Armand shrugged. “Well, I don’t suppose it will be the craziest thing I’ve ever done.” He pulled back his sleeve with his teeth and lifted his arm to the door. Rachelle shifted the charm to her left hand and drew her sword.

The door swung in. Darkness fell.

Instantly Rachelle lunged forward, flinging the charm while clinging to one end. She let herself feel the soft fibers against her skin, and inside her mind she reached as she tried to awaken the charm. For one moment she had it—she could feel the power humming through the charm—

Then she remembered the way Aunt Léonie had smiled at her the first time she managed it, and the way she had shuddered when Rachelle laid the knife against her throat, and the power was gone.

Four eyes opened.

There was no time to think, only move. Rachelle drew her sword and slashed, cutting off the nearest head, then dodged to the side and tried to cut off the other. But she moved at the wrong angle; her sword only got halfway into the creature’s neck and then stuck. The lindenworm screamed and reared up, tearing the sword from her hands—and then the other head was already grown back and surging toward her.

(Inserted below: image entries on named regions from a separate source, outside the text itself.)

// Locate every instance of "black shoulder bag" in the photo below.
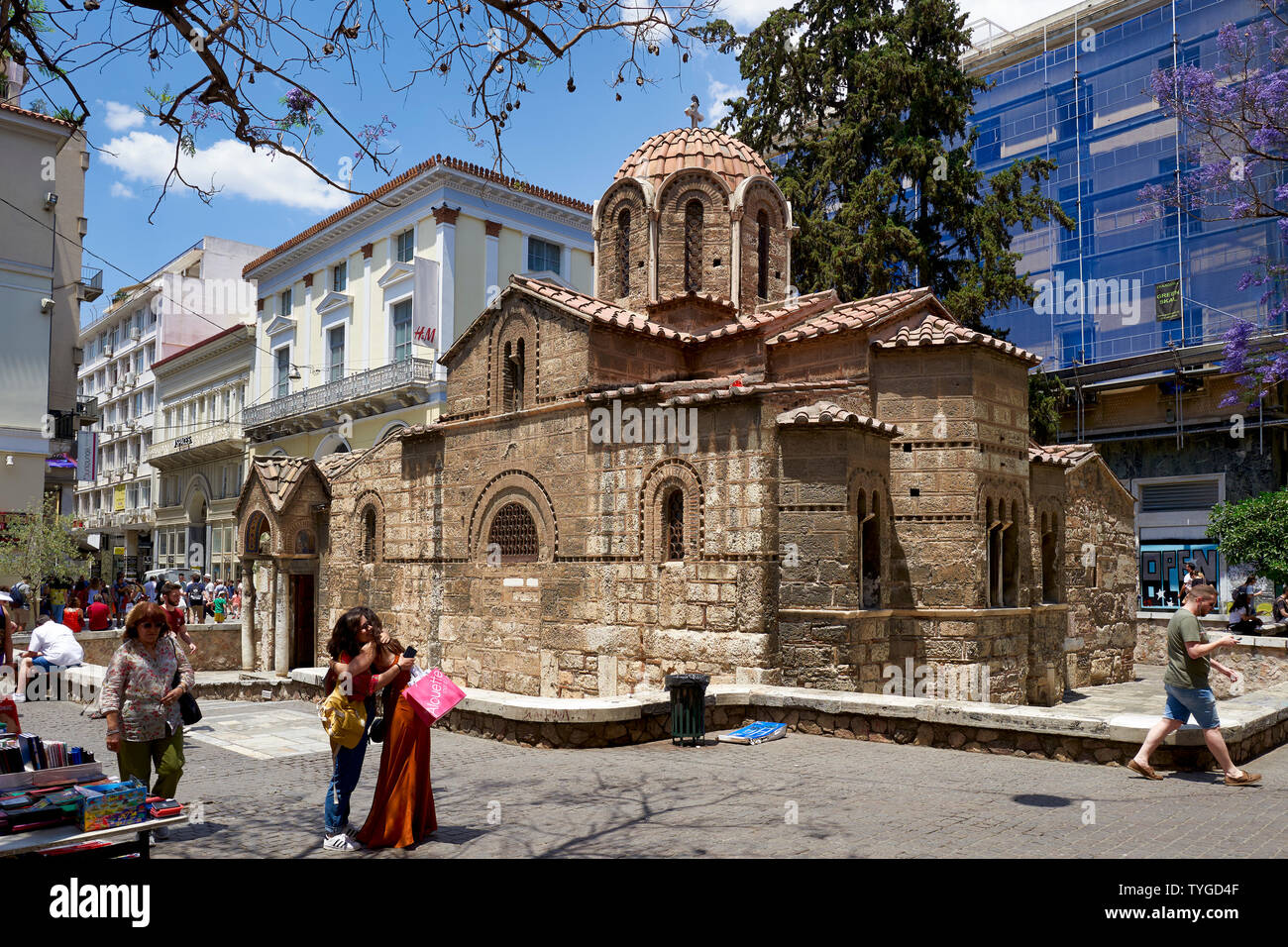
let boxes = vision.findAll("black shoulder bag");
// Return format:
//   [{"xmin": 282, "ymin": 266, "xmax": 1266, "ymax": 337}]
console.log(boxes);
[{"xmin": 170, "ymin": 638, "xmax": 201, "ymax": 724}]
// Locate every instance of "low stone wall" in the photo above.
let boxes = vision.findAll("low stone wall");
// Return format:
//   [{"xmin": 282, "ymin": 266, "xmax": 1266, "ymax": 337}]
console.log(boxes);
[
  {"xmin": 13, "ymin": 621, "xmax": 241, "ymax": 672},
  {"xmin": 438, "ymin": 685, "xmax": 1288, "ymax": 770},
  {"xmin": 1136, "ymin": 612, "xmax": 1288, "ymax": 699}
]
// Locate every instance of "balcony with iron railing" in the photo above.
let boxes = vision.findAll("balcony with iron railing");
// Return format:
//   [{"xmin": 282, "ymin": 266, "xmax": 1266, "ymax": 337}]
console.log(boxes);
[
  {"xmin": 145, "ymin": 421, "xmax": 246, "ymax": 471},
  {"xmin": 242, "ymin": 359, "xmax": 434, "ymax": 440},
  {"xmin": 78, "ymin": 266, "xmax": 103, "ymax": 303}
]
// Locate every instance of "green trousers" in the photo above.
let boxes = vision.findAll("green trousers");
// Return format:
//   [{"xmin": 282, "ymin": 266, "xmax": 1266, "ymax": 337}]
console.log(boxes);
[{"xmin": 116, "ymin": 727, "xmax": 183, "ymax": 798}]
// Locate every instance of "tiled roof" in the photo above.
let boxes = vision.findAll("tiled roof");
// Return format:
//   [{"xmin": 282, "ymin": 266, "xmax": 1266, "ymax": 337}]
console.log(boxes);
[
  {"xmin": 613, "ymin": 128, "xmax": 773, "ymax": 191},
  {"xmin": 774, "ymin": 401, "xmax": 903, "ymax": 437},
  {"xmin": 1029, "ymin": 441, "xmax": 1096, "ymax": 467},
  {"xmin": 765, "ymin": 287, "xmax": 948, "ymax": 346},
  {"xmin": 242, "ymin": 155, "xmax": 590, "ymax": 278},
  {"xmin": 693, "ymin": 290, "xmax": 840, "ymax": 342},
  {"xmin": 253, "ymin": 456, "xmax": 313, "ymax": 513},
  {"xmin": 585, "ymin": 374, "xmax": 855, "ymax": 406},
  {"xmin": 872, "ymin": 316, "xmax": 1042, "ymax": 365},
  {"xmin": 0, "ymin": 102, "xmax": 76, "ymax": 132}
]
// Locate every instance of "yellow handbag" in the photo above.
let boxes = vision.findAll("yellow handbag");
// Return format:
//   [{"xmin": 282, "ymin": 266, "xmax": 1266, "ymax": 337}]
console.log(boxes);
[{"xmin": 318, "ymin": 688, "xmax": 368, "ymax": 750}]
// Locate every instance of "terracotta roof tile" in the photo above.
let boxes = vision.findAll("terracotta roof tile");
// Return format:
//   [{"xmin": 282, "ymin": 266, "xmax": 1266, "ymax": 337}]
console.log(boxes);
[
  {"xmin": 0, "ymin": 102, "xmax": 77, "ymax": 132},
  {"xmin": 872, "ymin": 316, "xmax": 1042, "ymax": 365},
  {"xmin": 613, "ymin": 128, "xmax": 773, "ymax": 191},
  {"xmin": 765, "ymin": 287, "xmax": 948, "ymax": 346},
  {"xmin": 774, "ymin": 401, "xmax": 903, "ymax": 437},
  {"xmin": 242, "ymin": 155, "xmax": 591, "ymax": 278},
  {"xmin": 1029, "ymin": 441, "xmax": 1096, "ymax": 467}
]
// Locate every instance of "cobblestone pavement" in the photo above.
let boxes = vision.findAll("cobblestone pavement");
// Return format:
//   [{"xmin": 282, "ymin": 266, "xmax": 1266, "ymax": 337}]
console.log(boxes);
[{"xmin": 12, "ymin": 701, "xmax": 1288, "ymax": 858}]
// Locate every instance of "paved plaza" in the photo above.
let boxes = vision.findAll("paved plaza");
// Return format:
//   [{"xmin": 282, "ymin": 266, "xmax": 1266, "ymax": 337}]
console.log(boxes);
[{"xmin": 12, "ymin": 701, "xmax": 1288, "ymax": 858}]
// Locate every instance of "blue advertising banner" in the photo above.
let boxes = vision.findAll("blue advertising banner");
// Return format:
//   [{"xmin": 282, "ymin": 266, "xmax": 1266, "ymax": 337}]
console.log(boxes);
[{"xmin": 1140, "ymin": 540, "xmax": 1221, "ymax": 608}]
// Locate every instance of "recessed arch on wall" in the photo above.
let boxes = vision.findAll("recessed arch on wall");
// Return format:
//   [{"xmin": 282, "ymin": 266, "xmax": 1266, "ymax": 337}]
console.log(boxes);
[
  {"xmin": 639, "ymin": 458, "xmax": 705, "ymax": 562},
  {"xmin": 469, "ymin": 471, "xmax": 559, "ymax": 562}
]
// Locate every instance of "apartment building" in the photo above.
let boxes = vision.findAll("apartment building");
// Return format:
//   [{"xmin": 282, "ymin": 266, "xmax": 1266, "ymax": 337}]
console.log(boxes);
[
  {"xmin": 146, "ymin": 322, "xmax": 255, "ymax": 579},
  {"xmin": 0, "ymin": 63, "xmax": 103, "ymax": 567},
  {"xmin": 76, "ymin": 236, "xmax": 265, "ymax": 579},
  {"xmin": 242, "ymin": 156, "xmax": 593, "ymax": 458}
]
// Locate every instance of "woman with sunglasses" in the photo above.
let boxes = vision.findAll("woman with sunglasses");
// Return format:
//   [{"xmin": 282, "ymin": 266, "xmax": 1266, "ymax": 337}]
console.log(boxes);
[{"xmin": 100, "ymin": 601, "xmax": 196, "ymax": 834}]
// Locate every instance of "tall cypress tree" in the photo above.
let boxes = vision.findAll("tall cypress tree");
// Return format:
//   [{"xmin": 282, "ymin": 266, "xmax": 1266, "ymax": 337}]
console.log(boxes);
[{"xmin": 721, "ymin": 0, "xmax": 1074, "ymax": 327}]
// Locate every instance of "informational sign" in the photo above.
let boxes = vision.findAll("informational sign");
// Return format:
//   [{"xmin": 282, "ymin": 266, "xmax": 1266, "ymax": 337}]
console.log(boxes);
[
  {"xmin": 1154, "ymin": 279, "xmax": 1181, "ymax": 322},
  {"xmin": 1140, "ymin": 540, "xmax": 1221, "ymax": 608},
  {"xmin": 76, "ymin": 430, "xmax": 98, "ymax": 480}
]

Rachelle ducked just in time. At least she still had a hold on the sleep charm.

“Armand!” she shouted. “Distract it!”

She didn’t notice if he did or not; all her attention was on the lindenworm’s two swaying heads—and her sword, stuck in its neck. When the head with the sword lunged at her, she was ready. She rolled to the side, grabbed the sword, and wrenched it free. The next moment, she had sliced off the head, but the other was hurtling toward her—

Armand flung himself at the other head, hitting it right where the neck began and throwing his arms around it. “Do it!” he yelled.

Rachelle grabbed the charm, ducked as the head lunged at her, slammed her sword into the neck and down, pinning it to the floor. The lindenworm bucked and writhed beneath her, but she was pressing the charm against its neck and trying, trying, trying to awaken it—

And the charm sang in her mind, and the lindenworm went slack beneath her. Its eyes were still open, but the glow had dimmed; when she looked closer, she saw that the pale film of its inner eyelids had slid across its eyes.

It looked like the creature could still see her. But when she waved her hands in front of its nose, it didn’t move. She kicked it lightly in the head, and all that happened was that its scaled outer eyelids finally shut.

Rachelle’s breath shuddered out of her. She thought, I really did it. I’m still alive.

Then she remembered what Armand had done. She looked up.